The subsidence of the bogs and the deposition of sediments upon them gradually built up the great series of strata which are called the coal measures. The peat was thus subjected to the steadily increasing pressure of the overlying masses, which greatly aided in the transformation of the vegetable accumulations into coal. Where the coal measures have been folded, the still greater pressure, aided by heat, and perhaps by steam, has resulted in the formation of anthracite. The greater number of the Carboniferous bogs appear to have been covered by fresh water, though some were coast swamps, extending out into brackish or even salt water.

On the other hand, it must be admitted that there are not a few cases to which the peat-bog theory does not apply, for example, to the small coal basins in the central plateau of France.

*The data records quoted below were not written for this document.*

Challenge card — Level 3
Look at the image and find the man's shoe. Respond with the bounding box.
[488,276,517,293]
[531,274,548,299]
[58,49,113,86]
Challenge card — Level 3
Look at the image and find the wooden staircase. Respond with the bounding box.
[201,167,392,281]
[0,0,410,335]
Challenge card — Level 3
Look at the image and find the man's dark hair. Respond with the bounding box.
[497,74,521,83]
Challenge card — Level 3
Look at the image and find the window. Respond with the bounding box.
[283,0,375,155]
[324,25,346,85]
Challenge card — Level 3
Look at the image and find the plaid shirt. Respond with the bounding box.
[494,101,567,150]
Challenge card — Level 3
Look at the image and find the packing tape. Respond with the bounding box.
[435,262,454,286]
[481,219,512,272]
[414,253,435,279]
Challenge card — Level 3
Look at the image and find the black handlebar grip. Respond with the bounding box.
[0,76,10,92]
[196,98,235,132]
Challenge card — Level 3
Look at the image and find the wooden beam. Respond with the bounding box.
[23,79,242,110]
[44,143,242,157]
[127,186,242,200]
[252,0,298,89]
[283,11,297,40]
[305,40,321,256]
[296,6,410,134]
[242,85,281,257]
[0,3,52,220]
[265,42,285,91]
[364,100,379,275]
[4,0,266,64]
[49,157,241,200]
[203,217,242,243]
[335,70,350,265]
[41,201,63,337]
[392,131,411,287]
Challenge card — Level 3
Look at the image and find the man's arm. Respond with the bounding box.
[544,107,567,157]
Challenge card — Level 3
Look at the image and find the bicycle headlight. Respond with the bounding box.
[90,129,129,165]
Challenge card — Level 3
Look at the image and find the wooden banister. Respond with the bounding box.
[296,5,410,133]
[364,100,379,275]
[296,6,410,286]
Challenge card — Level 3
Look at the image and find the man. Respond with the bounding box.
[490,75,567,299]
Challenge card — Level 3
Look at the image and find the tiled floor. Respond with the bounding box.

The famous basin of Commentry is, according to Fayol, explained without difficulty by regarding it as a delta formation in a large lake. The coarse gravel was deposited in inclined beds immediately at the mouth of a swift stream, the finer sediment was carried farther out and the floating masses of vegetation still farther. The vegetable matter became water-logged and sank to the lake-bottom, where it was free from sediment. Such a case, however, has little bearing upon the great coal-fields.